Why if (n & -n) == n then n is a power of 2?

Line 294 of java.util.Random source says

if ((n & -n) == n) // i.e., n is a power of 2
    // rest of the code

Why is this?

Because in 2's complement, -n is ~n+1.

If n is a power of 2, then it only has one bit set. So ~n has all the bits set except that one. Add 1, and you set the special bit again, ensuring that n & (that thing) is equal to n.

The converse is also true because 0 and negative numbers were ruled out by the previous line in that Java source. If n has more than one bit set, then one of those is the highest such bit. This bit will not be set by the +1 because there's a lower clear bit to "absorb" it:

 n: 00001001000
~n: 11110110111
-n: 11110111000  // the first 0 bit "absorbed" the +1
        ^
        |
        (n & -n) fails to equal n at this bit.

The description is not entirely accurate because (0 & -0) == 0 but 0 is not a power of two. A better way to say it is

((n & -n) == n) when n is a power of two, or the negative of a power of two, or zero.

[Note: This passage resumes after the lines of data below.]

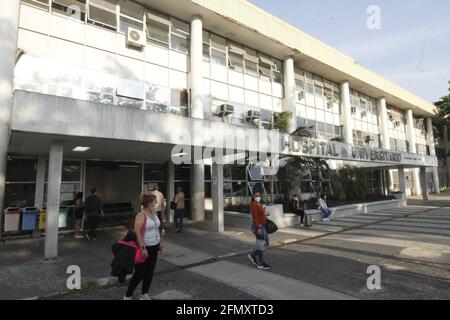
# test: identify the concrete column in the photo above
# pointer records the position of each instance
(446, 149)
(430, 142)
(53, 200)
(424, 182)
(198, 192)
(290, 101)
(384, 128)
(217, 197)
(401, 180)
(411, 137)
(346, 116)
(170, 192)
(384, 133)
(196, 74)
(9, 25)
(40, 182)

If n is a power of two, then n in binary is a single 1 followed by zeros. -n in two's complement is the inverse + 1 so the bits lines up thus

 n      0000100...000
-n      1111100...000
 n & -n 0000100...000

To see why this work, consider two's complement as inverse + 1, -n == ~n + 1

n          0000100...000
inverse n  1111011...111
                     + 1
two's comp 1111100...000

since you carry the one all the way through when adding one to get the two's complement.

If n were anything other than a power of two† then the result would be missing a bit because the two's complement would not have the highest bit set due to that carry.

† - or zero or a negative of a power of two ... as explained at the top.